Shortly before the Monday presentation, Medtronic announced plans to acquire Affera, which makes cardiac ablation and cardiac mapping devices. According to Medtronic, the deal was for $925 million, including $250 million in contingent considerations.
Affera moves Medtronic into the advanced cardiac mapping space for the first time, Martha said, giving the company "a much more complete EP ablation portfolio and enhancing our ability to compete head-on in this important high growth market."
Medtronic expects the deal to close in the first half of its fiscal year 2023, which spans from approximately May to October.

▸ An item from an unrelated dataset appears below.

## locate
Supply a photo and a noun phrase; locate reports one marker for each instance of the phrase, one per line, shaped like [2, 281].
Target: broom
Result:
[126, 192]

Evercore ISI analysts backed the purchase, writing that while Johnson and Johnson and Abbott Laboratories dominate the electrophysiology space, the deal should clear a high-definition mapping "bottleneck" for Medtronic and make it "more competitive in this $8Bn, DD growing market."
The deal follows adds to the growing competition in the space. In June, Boston Scientific bought out the remaining shares of cardiac ablation device maker Farapulse for about $295 million, including $92 million in additional milestone payments.
Recalls, warning letter
At several points throughout the presentation, Martha addressed the list of recalls racked up by Medtronic over the past 18 months or so.
FDA posted 10 Class I recall notices for Medtronic in 2021, including an expanded recall of certain MiniMed insulin pumps and several recalls for the HeartWare ventricular assist device, which was eventually pulled from the market in June.
"Medtronic has had a number of recalls in the past year relating to issues that originated over the past decade. We take responsibility for this, and we're focused on getting this right," Martha said. "At the enterprise level, we're increasing accountability and aggressively accelerating plans to enhance patient safety and improve our quality performance. This is my top priority and the top priority of the leadership team."
Medtronic started off the new year with another Class I recall for its Synergy Cranial and StealthStation S7 Cranial software.
The company also received an FDA warning letter in December regarding numerous product safety issues with its diabetes group headquarters. The letter came from an inspection of the Northridge, California, facility following 2018 and 2019 recalls for several MiniMed insulin pump series.
One key question regarding the warning letter is whether the review of Medtronic's MiniMed 780G insulin pump will be delayed.
While Martha did not directly say a delay will happen, the CEO acknowledged that the warning letter "does introduce uncertainty into the approval timing for the 780G and Guardian 4 sensor in the U.S."